DAS
VOLK NEU WÄHLEN? Eröffnungsrede
von Esther Schmidt: Es
ist nicht genug, Künstler in Kärnten auszusetzen und zu schauen,
ob sie panisch oder apathisch werden. Vielmehr ist Kärnten selbst
eine Art Kanarienvogel der Gattung Österreich, wenn die These stimmt,
dass das, was passiert in Kärnten, fast immer eine Vorwegnahme
dessen sei, was demnächst auch in anderen Bundesländern passieren
wird.

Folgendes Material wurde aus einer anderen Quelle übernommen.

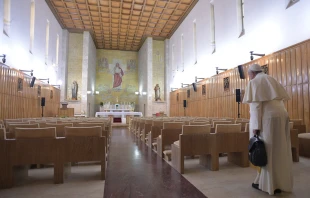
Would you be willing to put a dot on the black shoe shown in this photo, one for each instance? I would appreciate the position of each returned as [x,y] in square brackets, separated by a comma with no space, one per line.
[255,186]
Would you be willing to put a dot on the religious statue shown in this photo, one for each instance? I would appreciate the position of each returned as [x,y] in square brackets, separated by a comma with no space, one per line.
[157,92]
[74,88]
[118,76]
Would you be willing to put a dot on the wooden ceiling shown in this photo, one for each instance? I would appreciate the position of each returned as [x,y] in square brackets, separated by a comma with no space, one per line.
[122,24]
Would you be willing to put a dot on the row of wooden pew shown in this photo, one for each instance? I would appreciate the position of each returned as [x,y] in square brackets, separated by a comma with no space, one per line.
[178,137]
[60,142]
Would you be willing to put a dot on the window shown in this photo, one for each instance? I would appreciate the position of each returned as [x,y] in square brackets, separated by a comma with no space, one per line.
[47,40]
[182,52]
[6,16]
[195,42]
[240,13]
[173,62]
[57,49]
[212,28]
[290,3]
[32,19]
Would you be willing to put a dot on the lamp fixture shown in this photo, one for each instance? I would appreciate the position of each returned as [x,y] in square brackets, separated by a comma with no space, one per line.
[182,85]
[217,70]
[56,86]
[254,54]
[48,80]
[26,71]
[3,58]
[196,79]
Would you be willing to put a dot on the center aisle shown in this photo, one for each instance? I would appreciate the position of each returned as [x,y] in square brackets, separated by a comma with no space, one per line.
[133,170]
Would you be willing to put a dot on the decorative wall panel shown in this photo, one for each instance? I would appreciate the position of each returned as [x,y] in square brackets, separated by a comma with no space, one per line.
[117,76]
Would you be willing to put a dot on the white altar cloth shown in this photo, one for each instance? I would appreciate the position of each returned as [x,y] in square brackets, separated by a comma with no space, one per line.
[123,114]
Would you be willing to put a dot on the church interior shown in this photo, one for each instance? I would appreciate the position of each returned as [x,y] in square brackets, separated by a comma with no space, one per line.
[145,98]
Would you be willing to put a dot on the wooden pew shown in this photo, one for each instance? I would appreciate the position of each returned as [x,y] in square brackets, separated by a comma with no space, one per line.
[146,130]
[60,128]
[230,140]
[83,144]
[24,151]
[185,147]
[169,134]
[104,132]
[11,129]
[154,133]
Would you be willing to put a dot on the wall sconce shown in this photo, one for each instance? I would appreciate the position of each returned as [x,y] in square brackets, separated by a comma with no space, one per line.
[27,71]
[196,79]
[217,70]
[93,93]
[3,59]
[56,86]
[48,80]
[182,85]
[252,54]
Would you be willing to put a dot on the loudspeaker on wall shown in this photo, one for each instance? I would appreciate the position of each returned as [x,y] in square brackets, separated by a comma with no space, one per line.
[238,95]
[42,102]
[241,72]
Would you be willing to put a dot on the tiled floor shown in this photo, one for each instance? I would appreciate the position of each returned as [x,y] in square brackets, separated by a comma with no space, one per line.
[230,181]
[135,171]
[233,181]
[83,182]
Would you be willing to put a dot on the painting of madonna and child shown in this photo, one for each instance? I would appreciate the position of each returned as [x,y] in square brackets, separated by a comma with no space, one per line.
[118,70]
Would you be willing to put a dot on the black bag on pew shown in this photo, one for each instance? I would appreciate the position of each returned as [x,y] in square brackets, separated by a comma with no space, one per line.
[257,152]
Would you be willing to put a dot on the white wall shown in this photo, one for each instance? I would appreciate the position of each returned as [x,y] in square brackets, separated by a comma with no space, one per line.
[145,58]
[269,27]
[16,45]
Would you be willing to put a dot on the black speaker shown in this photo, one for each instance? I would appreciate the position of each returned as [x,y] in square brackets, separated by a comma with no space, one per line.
[32,81]
[238,95]
[42,102]
[194,87]
[241,72]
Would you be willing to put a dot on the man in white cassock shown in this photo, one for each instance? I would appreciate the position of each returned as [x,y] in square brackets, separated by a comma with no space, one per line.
[269,119]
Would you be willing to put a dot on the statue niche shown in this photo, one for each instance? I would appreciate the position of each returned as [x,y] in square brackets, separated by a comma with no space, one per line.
[74,88]
[157,92]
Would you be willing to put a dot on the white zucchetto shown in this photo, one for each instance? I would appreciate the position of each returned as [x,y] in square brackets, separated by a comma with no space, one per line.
[255,67]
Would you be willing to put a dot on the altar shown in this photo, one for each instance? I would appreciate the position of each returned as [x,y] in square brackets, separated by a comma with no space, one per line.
[123,115]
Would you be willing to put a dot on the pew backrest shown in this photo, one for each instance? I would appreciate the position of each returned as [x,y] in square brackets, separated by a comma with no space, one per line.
[228,128]
[60,128]
[196,129]
[83,131]
[31,133]
[2,134]
[173,125]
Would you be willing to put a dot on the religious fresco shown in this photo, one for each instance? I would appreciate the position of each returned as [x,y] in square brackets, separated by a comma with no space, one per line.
[117,76]
[226,84]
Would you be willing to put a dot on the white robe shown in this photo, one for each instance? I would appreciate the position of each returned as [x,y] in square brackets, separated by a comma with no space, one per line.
[268,114]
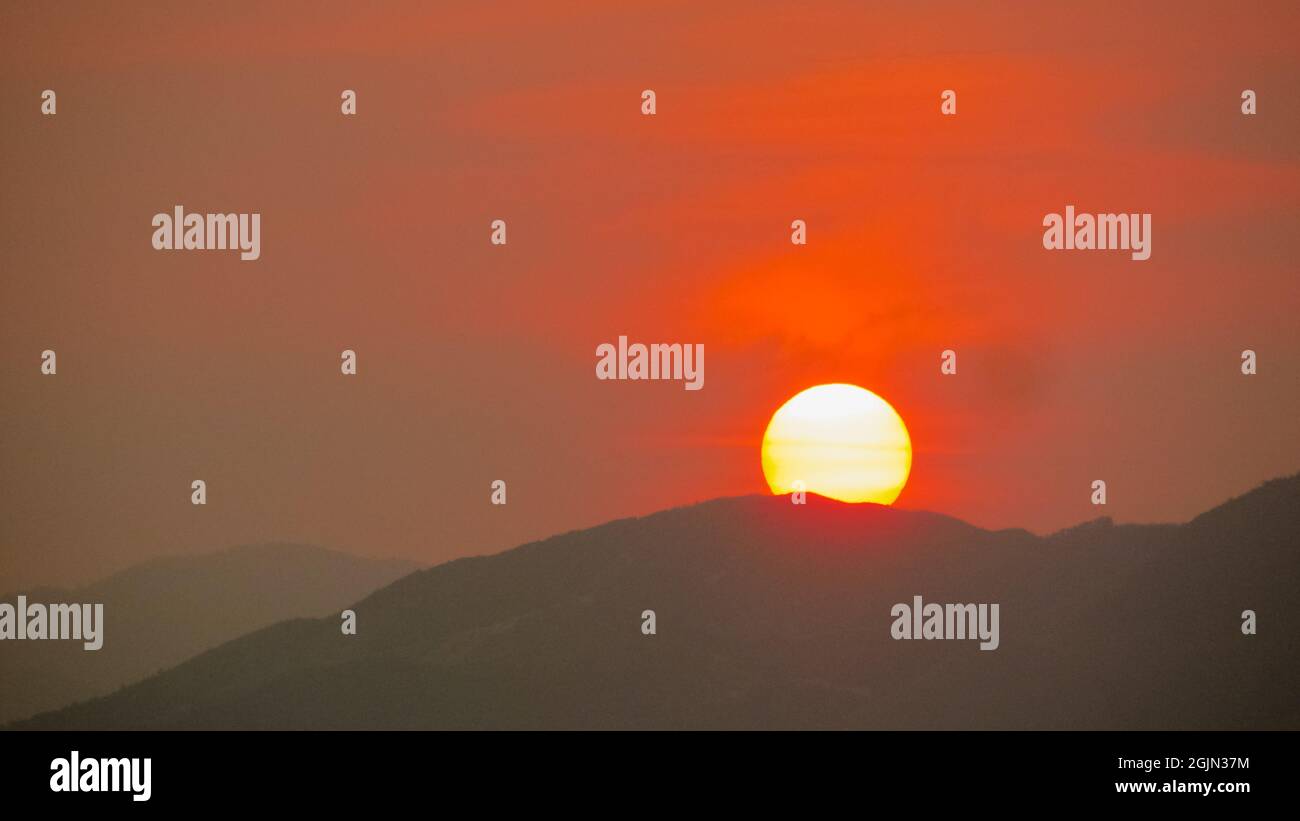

Das macht Kärnten zu einem privilegierten Ort für seismographische
Studien über den Zustand und die Zusammensetzung der Luft im gegenwärtigen
Österreichs. Gerhard
Pilgram ist vom oberösterreichischen Festival der Regionen im Projekt
»Österreich ist frei« beauftragt worden, ein ganzes
Jahr lang, das letzte Jahr, Klimabeobachtungen durchzuführen. Als
Untersuchungsgegenstand hat er die Leserbriefseiten diverser Tageszeitungen
wie die Krone, die Kleine Zeitung, den Standard und Oberösterreichische
Nachrichten gewählt, Stimmungsverdichtungen und Sprachrohr der
Volksseele. Mit dieser Volksseele hat Gerhard Pilgram einen Dialog geführt.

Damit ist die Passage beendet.